The power of language, that is understanding and speaking the local language, has never been more evident to me since my arrival in Senegal. This is not only because a language is a gateway into a new culture and way of life, but the backbone to understanding the origin of the language and its significance.
For me, there are two clear stories of the power of language and how it can change your experience entirely.
The first being my progression from “Ca va?” to “Saleemalekum”. When I first arrived to Senegal, I found that the general greeting included many “Ca vas” and as result guided me to say “Ca va” to those I passed along the streets. At first this was okay as almost everybody responded to my “Ca va” greeting. However as I began to learn more about the language, the obvious greeting was Saleemalekum, which basically means Peace be upon you. Upon mastering this greeting, my world began to change as it began to open the hearts of many Senegalese who assumed that I was just another toubab (stranger) coming to visit Senegal. Interestingly, the word for toubab means stranger and thus even those who are West African (like my good friend Blandine) but cannot speak Wolof are described as toubabs. The greeting of Saleemalekum somehow seems to change the entire dynamic of the interaction between locals and I, clearly demonstrating the power of language.
For the second story, I am currently exchanging English lessons, the language of supposed power and opportunity (maybe ignorance), for Wolof (Oolof) lessons with my Senegalese brother Malick and the entire family. Friday, Malick and I were spending the afternoon going over everything from “How is your family?” (Anna we ker gi?) to Head and Shoulders (tanke, loho, nop) to “Where are you going?” (Foi dem?). Throughout the afternoon many of our family members and other came and went but each time Malick encouraged me to ask some sort of question to them. I know that I sound absolutely ridiculous saying these words in Wolof but I have learned that it is not about how correct you can be, rather the fact that you are taking the time to learn and understand their language of origin.
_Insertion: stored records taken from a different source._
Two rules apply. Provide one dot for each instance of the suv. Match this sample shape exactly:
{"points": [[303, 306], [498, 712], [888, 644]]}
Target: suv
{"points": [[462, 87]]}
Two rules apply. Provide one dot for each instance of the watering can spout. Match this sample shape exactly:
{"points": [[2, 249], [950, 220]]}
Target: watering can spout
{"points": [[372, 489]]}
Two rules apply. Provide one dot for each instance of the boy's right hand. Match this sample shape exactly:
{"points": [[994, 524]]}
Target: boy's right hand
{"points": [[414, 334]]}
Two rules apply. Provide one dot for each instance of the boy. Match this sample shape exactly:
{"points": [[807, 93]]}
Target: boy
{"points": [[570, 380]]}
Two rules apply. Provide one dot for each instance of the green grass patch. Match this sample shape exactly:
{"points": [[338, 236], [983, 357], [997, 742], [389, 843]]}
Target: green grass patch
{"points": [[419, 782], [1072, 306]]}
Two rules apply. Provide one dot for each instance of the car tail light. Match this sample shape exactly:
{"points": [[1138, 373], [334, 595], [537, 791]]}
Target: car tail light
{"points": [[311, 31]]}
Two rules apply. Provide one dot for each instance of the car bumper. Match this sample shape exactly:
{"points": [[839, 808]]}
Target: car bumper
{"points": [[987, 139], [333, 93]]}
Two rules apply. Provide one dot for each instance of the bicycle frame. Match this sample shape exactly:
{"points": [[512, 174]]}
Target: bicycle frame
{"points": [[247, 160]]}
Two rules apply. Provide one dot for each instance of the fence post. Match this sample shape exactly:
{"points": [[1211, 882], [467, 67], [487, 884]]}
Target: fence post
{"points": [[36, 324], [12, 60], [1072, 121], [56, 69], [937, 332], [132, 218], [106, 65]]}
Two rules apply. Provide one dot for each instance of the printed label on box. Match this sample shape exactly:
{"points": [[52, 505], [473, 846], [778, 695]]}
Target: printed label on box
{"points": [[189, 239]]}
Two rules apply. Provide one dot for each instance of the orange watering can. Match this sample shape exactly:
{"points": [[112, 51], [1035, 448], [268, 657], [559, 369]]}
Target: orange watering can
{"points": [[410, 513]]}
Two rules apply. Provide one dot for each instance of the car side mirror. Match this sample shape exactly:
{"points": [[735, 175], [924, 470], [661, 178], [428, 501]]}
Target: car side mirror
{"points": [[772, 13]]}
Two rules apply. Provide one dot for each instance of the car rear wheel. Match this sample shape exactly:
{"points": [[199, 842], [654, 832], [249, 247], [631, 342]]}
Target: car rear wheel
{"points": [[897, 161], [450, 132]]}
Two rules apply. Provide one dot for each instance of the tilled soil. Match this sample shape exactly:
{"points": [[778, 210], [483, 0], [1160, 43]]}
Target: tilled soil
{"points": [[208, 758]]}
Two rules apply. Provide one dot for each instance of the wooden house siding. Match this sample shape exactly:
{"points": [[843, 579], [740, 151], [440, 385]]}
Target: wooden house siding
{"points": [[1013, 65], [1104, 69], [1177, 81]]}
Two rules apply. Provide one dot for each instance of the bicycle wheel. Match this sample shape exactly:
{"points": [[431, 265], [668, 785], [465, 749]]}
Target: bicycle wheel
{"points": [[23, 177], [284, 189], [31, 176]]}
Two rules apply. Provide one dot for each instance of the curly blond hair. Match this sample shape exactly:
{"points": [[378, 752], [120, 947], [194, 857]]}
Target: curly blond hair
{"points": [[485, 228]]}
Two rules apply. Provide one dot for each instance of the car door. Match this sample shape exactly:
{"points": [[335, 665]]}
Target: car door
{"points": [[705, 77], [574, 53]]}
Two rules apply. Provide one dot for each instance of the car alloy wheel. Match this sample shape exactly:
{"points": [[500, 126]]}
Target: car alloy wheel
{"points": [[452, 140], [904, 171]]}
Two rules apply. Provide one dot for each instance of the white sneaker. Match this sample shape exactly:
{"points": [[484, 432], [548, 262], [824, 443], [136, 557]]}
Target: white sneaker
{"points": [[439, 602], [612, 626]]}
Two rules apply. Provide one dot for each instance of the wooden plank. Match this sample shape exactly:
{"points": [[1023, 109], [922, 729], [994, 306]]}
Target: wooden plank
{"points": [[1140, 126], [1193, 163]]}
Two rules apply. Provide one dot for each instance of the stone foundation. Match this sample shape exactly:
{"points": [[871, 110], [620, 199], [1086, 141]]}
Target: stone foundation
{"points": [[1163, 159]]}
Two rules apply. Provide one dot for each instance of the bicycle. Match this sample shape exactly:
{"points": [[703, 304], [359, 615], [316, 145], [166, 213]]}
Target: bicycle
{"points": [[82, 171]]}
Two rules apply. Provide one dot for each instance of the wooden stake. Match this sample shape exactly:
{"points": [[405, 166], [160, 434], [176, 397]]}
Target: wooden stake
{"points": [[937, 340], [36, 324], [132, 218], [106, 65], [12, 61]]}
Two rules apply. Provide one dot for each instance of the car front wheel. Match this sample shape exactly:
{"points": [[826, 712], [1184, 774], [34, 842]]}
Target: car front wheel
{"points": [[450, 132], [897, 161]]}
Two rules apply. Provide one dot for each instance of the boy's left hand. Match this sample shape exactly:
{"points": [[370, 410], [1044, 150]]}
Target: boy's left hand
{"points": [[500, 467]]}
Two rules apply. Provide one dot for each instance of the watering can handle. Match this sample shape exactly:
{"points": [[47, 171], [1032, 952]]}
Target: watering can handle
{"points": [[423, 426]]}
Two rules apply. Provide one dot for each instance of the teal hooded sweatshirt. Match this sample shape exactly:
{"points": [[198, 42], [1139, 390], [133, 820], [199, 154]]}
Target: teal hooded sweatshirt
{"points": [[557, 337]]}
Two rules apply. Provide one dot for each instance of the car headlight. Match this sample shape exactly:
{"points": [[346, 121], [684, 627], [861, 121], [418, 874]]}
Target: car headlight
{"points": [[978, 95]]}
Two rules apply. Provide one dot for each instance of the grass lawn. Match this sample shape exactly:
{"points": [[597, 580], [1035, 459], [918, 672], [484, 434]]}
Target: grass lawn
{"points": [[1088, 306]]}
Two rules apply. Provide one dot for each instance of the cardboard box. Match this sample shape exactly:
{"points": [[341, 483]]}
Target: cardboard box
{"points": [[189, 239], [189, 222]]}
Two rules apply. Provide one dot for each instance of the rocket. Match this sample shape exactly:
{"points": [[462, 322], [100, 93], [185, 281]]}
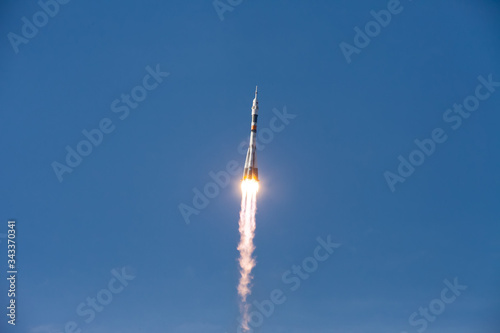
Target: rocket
{"points": [[250, 171]]}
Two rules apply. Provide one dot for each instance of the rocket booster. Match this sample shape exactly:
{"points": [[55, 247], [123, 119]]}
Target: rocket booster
{"points": [[250, 171]]}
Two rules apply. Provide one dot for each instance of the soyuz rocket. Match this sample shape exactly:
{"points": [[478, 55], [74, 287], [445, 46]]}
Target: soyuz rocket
{"points": [[251, 171]]}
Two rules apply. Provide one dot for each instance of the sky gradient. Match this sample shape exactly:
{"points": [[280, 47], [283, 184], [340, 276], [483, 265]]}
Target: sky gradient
{"points": [[331, 128]]}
This fact is clearly evident in my families’ faces of joy and pride as I try to ask in broken Wolof- how did you sleep last night (nelow nga bou bakh dem?). As I continue with my Wolof progression (maybe by the end of this I’ll be able to hold a conversation), I understand more and more the power of language and how it can open the culture to you.
This is especially evident in the significances of certain words. For example, the word dem means peace and ultimately is a question of whether you are going somewhere with peace. Moreover, the Wolof word for home (not house) resembles significantly to the French word for heart (Coeur). Malick attempted to explain to me that this was because your home and your family are very important to you and thus close to your heart. Now these are just an example, and I’m sure that there are many more, but it demonstrates the importance of language.
Overall, I did not come here to visit, I came here to live and experience the real Senegal. One of the best ways to do this is to learn and speak the local language.
As such, I challenge you to learn the introductory words to a new language before you travel. It will help you better understand the culture you are visiting, show respect for their culture/language, and bargain like a true local.